DELTA, B.C. – One of the original British Columbia cable systems, Delta Cable, is changing hands.
Persona Communications agreed to purchase the 38,500-customer cable company based in Delta, B.C. (including its Coast Cable operation) late Wednesday. President and CEO of Delta, John Thomas, the son of late company founder Stan Thomas, is said to be retiring.
Financial terms were not released and the deal is pending CRTC approval.
Stan Thomas, one of the industry’s true pioneers, founded the cable company in 1954 and was one of the creators of the Canadian Cable Television Association, which first met in 1957. The company has been in the family’s hands ever since. Thomas even wrote a book on his and his fellow western cablers, called Cable… Vision of the Pioneers, which was published in 1992. He died in January of 2000 at the age of 92.

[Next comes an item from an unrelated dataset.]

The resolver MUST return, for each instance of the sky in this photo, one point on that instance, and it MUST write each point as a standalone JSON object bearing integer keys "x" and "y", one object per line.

Delta and the Thomas family have long been industry leaders. Thomas sat on the boards of the CCTA and Canadian Cable Systems Alliance and his system tested myriad equipment for his fellow cable operators. Delta was one of the first cable companies in Canada to provide data and phone services to local government and businesses and was one of the first to go digital.
The acquiring company might come as a surprise to some in the industry since Delta’s systems are, of course, surrounded by Shaw Cable systems and John Thomas serves on the Shaw Communications board of directors.
(Ed note: Thomas has not spoken publicly on the deal yet, but we’d bet he chose Persona in order to keep his employees on the job. If he had sold to Shaw, which already has thousands of employees in B.C., many of the 100-plus Delta staff would likely have been let go. That’s not an indictment of Shaw, it’s just the way things work.)
For Persona, the purchase "is a great opportunity for us," said CEO Dean MacDonald. "It gives us a beachhead in Western Canada, gives us scale and it’s one of the best systems in the country, as most acknowledge." Persona will be keeping Delta’s workers, too.
The deal is follows Persona’s purchase of 25,000-customer Northern Cablevision, based in Grande Prairie, Alberta, in 2005. The conmpany is looking for more acquisitions, said MacDonald.
The privately owned Newfoundland-based MSO runs systems all over Canada and has about 235,000 customers at this time. However, while it still has over 600 headends, the company is rapidly consolidating as many of those as it can and MacDonald noted that 70% of its customers are now served by 32 headends.